The authorities in the Central American state of Belize have introduced a new law restricting the degree of window tinting on all vehicles in the country.
The new statutory instrument, which comes into effect from 1st June, is designed both to improve vehicle safety and to help outlaw covert criminal activity.
In terms of safety, the country’s Ministry of Transport says it is concerned that vehicles fitted with too heavy a car window tint could obscure driver vision, particularly during the hours of darkness or in rainy weather.
At the same time, the Ministry is worried that car window darkening could be employed in an effort to deliberately obscure the presence of illegal weapons.

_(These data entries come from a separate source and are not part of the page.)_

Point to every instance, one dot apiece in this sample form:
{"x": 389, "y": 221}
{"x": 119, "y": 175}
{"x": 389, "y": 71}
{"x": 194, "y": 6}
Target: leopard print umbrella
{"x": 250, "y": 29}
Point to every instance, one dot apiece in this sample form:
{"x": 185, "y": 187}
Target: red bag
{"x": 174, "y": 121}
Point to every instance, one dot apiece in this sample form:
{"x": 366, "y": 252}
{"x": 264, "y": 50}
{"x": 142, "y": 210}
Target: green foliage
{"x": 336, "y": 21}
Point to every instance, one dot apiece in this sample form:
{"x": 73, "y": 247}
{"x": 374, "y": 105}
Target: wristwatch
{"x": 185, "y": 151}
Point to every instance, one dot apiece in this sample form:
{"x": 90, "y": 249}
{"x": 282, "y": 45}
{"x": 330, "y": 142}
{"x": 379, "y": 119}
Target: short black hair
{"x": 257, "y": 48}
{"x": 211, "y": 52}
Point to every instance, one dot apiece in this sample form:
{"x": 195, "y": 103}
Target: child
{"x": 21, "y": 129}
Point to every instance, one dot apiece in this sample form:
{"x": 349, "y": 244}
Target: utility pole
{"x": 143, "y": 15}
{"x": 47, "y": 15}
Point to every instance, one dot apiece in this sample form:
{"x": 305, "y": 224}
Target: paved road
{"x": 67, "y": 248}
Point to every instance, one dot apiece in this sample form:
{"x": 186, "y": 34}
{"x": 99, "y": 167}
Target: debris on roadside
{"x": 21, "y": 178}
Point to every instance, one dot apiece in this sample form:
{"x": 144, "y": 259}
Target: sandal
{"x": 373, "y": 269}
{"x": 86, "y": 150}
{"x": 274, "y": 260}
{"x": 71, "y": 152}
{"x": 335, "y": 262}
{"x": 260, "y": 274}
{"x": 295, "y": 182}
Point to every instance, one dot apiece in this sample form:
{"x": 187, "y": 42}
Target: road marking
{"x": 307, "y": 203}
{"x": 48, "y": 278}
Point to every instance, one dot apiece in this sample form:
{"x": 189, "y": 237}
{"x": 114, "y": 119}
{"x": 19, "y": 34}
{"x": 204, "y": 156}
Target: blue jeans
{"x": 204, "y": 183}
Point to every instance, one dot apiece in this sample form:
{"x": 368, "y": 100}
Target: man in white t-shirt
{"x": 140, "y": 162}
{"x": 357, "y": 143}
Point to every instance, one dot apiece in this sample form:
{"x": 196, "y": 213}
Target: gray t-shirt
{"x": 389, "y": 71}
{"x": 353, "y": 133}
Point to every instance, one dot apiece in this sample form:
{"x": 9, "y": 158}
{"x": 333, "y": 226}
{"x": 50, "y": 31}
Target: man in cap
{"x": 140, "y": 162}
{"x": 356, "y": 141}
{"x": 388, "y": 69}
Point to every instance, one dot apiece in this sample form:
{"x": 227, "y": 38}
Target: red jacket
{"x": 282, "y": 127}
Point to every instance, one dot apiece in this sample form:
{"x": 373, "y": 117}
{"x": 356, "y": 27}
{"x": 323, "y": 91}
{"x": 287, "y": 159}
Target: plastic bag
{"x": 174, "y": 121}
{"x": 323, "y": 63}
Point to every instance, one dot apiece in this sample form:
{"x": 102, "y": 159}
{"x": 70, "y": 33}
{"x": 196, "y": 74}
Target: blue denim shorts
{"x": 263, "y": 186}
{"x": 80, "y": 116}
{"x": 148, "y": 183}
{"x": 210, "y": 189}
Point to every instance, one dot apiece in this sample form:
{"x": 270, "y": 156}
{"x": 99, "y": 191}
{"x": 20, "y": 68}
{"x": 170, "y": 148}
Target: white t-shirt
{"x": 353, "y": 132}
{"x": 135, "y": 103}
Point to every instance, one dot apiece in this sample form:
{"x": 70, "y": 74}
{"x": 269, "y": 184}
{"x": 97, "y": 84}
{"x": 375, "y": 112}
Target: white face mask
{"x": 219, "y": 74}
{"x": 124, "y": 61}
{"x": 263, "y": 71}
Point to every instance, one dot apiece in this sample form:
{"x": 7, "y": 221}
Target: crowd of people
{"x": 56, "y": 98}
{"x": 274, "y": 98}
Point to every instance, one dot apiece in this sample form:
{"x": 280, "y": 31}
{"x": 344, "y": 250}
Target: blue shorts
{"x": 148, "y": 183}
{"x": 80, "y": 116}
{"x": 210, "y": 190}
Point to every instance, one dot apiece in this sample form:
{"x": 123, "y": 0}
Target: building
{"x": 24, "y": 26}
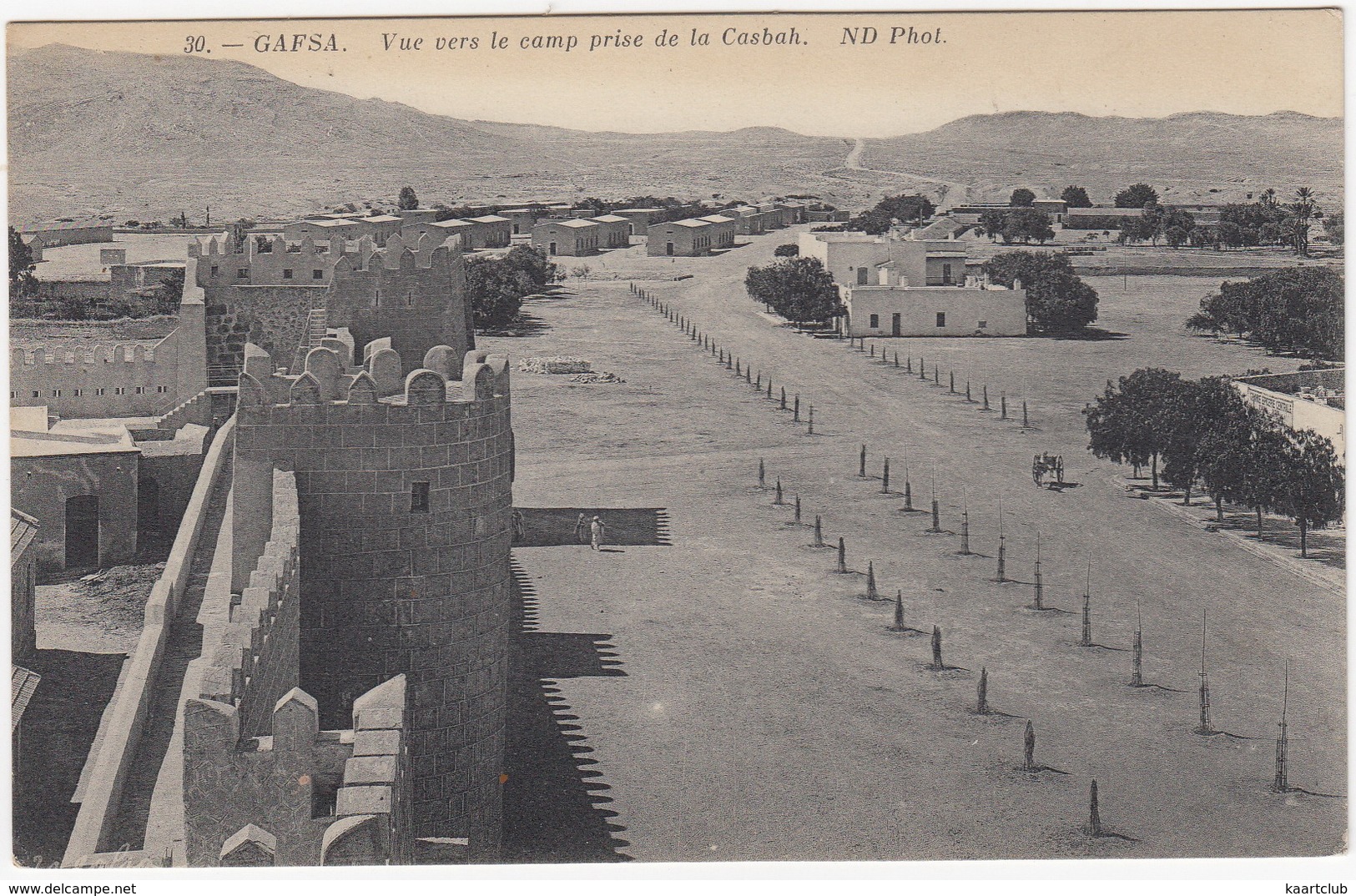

As a consequence, the new rules stipulate that:
• Any tinting on the front windscreen and on the side windows at the front of a vehicle must permit a visible light penetration of at least 50%
• Any tinting on the rear windscreen and rear side windows of a vehicle must permit a visible light penetration of at least 20%
• The front windscreen must include a four inch deep strip across the top which is completely free of any car window tint.
• Reflective coatings are expressly forbidden on the front windscreen
The rationale behind the Belize specifications for a 50% windscreen penetration ratio starts to become clear when contrasted with the 75% windscreen penetration decreed for car window tinting in Manchester and other UK towns; put simply, the less bright and sunny the climate, the lighter the tint needs to be.